The Risk of Administrators Accepting Verbal Elections
In order to avoid the game of “who said what” the election notice should
require the qualified beneficiary to complete and return the election form
provided. This offers proof of their intent as well as documentation for whom
they are electing. The following cases are examples of how risky it can be to
use verbal elections:
Lackman v. Recovery Service of New Jersey Inc.
During the exit interview the qualified beneficiary, Lackman misunderstood
the conversation regarding the coverage being offered when his employer stated
it would extend coverage one month as a courtesy. Lackman then believed he would
have extended coverage for two months.
When taken to court it was determined that the verbal conversation between
Lackman and his employer was irrelevant as Lackman did indeed receive a COBRA
election notice a few days after his termination. That notice informed him that
he had 60 days from his termination date to make his election. The court ruled
that this was a misstatement of the law as the election period is actually 60
days from the latter of the loss of coverage date, or the date that the notice
is sent. In this case, that extra month of coverage that the employer offered
him should have also extended his election period. Additionally, the notice did
not include one very important element – the loss of coverage date.
Lloyd v. Harrington Benefit Services, Inc.
In this case, the qualified beneficiary, Lloyd, alleged he had been given a
verbal agreement by his new employer to process and pay for his COBRA coverage
from his former employer until he could obtain coverage under the new employer’s
health care plan. Both Lloyd and the employer failed to send the COBRA election
or payment to the former employer; however it was soon discovered that his
coverage had mistakenly continued anyway when Lloyd ended up being rehired by
the former employer. The plan was able to obtain reimbursement from the health
care providers that had received the mistaken payments for $15,000 in medical
claims incurred by Lloyds’ wife during his employment with the new employer.
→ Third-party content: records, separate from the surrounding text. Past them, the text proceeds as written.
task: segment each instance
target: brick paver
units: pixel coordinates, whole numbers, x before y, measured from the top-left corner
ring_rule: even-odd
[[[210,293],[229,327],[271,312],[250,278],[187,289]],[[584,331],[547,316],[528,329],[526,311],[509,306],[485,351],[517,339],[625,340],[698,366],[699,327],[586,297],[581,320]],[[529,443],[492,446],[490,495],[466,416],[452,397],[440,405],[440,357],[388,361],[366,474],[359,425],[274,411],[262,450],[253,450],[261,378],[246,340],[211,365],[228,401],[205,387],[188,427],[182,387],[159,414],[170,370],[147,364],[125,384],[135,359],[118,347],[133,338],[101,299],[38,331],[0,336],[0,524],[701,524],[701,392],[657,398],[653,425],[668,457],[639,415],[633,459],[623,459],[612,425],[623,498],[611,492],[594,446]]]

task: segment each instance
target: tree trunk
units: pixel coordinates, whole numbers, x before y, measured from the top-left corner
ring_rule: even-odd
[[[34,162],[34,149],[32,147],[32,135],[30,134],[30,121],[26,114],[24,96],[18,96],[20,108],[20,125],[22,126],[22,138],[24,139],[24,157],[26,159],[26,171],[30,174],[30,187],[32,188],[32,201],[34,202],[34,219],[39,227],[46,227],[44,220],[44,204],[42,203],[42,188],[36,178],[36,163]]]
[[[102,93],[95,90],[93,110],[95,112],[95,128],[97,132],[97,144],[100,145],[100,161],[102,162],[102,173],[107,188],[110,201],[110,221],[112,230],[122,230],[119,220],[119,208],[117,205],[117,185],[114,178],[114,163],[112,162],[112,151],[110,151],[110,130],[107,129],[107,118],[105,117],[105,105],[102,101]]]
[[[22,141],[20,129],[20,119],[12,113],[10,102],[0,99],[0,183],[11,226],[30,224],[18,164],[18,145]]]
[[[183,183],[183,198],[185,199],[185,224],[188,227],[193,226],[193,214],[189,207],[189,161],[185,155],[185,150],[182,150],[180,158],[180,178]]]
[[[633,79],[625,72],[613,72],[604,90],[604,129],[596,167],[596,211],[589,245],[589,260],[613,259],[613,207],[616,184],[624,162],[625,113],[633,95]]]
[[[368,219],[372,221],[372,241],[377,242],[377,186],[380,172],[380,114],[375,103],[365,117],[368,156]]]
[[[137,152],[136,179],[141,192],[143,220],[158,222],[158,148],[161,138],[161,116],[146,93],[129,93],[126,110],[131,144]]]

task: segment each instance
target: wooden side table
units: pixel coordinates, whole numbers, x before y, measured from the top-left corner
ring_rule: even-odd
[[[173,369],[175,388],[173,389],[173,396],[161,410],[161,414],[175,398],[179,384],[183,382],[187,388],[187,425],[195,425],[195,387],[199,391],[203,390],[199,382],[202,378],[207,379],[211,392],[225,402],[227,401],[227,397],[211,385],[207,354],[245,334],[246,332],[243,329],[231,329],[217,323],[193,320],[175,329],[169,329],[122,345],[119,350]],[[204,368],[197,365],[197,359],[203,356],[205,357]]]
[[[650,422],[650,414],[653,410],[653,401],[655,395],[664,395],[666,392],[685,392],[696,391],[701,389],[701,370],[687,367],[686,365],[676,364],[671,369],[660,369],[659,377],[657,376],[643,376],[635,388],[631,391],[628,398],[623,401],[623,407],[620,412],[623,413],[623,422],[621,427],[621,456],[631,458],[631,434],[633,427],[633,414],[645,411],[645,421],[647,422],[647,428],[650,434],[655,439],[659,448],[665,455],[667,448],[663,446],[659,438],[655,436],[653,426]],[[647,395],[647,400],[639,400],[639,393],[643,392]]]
The
health care provider’s then came after Lloyd, whereby Lloyd then sued the plan
administrator for failing to follow through with the verbal agreement to take
care of the election as promised.
The court ultimately dismissed the
case because it was determined that he had received his COBRA election notice
from his former employer and furthermore the plan administrator did not have any
responsibility for the employee’s failure to elect and pay for COBRA coverage.
The court determined that Lloyd was not entitled to COBRA coverage and rejected
his argument that the other employer was obligated to pay for the claims because
no election or payment was ever received.
In this author’s opinion, when an employer receives a verbal election, it
would be prudent to make the acceptance of the verbal election conditioned upon
receiving a written acceptance so that there are no misunderstandings and lack
of documentation. In case the election period is nearby, request that the
qualified beneficiary send an email or fax to be safe.
Working in Conjunction with Insurance Carriers
The following questions are examples of difficult situations that often arise
between major insurers and employers along with possible solutions for a
positive outcome:
What if the Insurer is denying COBRA?
First of all, the employer should confirm that the COBRA election notice was
sent within the proper time frame. Keep in mind the COBRA statute states, “the
employer of an employee under a plan must notify the plan administrator of a
Qualifying Event with 30 days of the Qualifying Event.” Furthermore, the statute
also requires the plan administrator to notify any qualified beneficiary, with
respect to an event, within 14 days of the date on which the employer notifies
the plan administrator of the date.
In the event that the employer failed to send the election notice within the
proper time frame then the insurer can deny COBRA coverage. This means the
employer will become self-insured for any and all claims made during the full
18, 29, or 36 month COBBRA coverage period. If confirmation can be made that the
election notice was sent in a timely manner and everything was done correctly
then the following steps should be taken:
-
a) Obtain the specific reason the insurer is denying coverage b) Provide
documentation of your COBRA compliance along with applicable legal guidance.
These can be found in either the notice regulations issued by the U.S.
Department of Labor (DOL) in 2004, or the COBRA regulations issued by IRS in
1999 and 2001. c) Examine the COBRA language in the insurance contract and
policy – specifically find the part that outlines what obligates the insurer to
comply with COBRA.
What if the Insurer is denying an Extension of Coverage?
The first thing
to do is make sure the qualified beneficiary was properly notified of their
60-day responsibility to notify the plan of a secondary event. The notice must
include who should be notified and in what manner. Remember that until a
qualified beneficiary has been notified the “clock does not start ticking.”
In order to ensure the extension will be accepted, the employer should first
obtain the specific reason for the denial from the employer and then:
- Submit documentation proving the proper time frame was met
- Submit
documentation received from the qualified beneficiary
- Provide the DOL’s
2004 final regulations.
In summary, timing is of the utmost importance when dealing
with COBRA. In this author’s opinion employers must work in conjunction with
insurance carriers to ensure all rules and regulations are followed. Otherwise,
the employer will run the risk of becoming self-insured which could be
potentially devastating financially.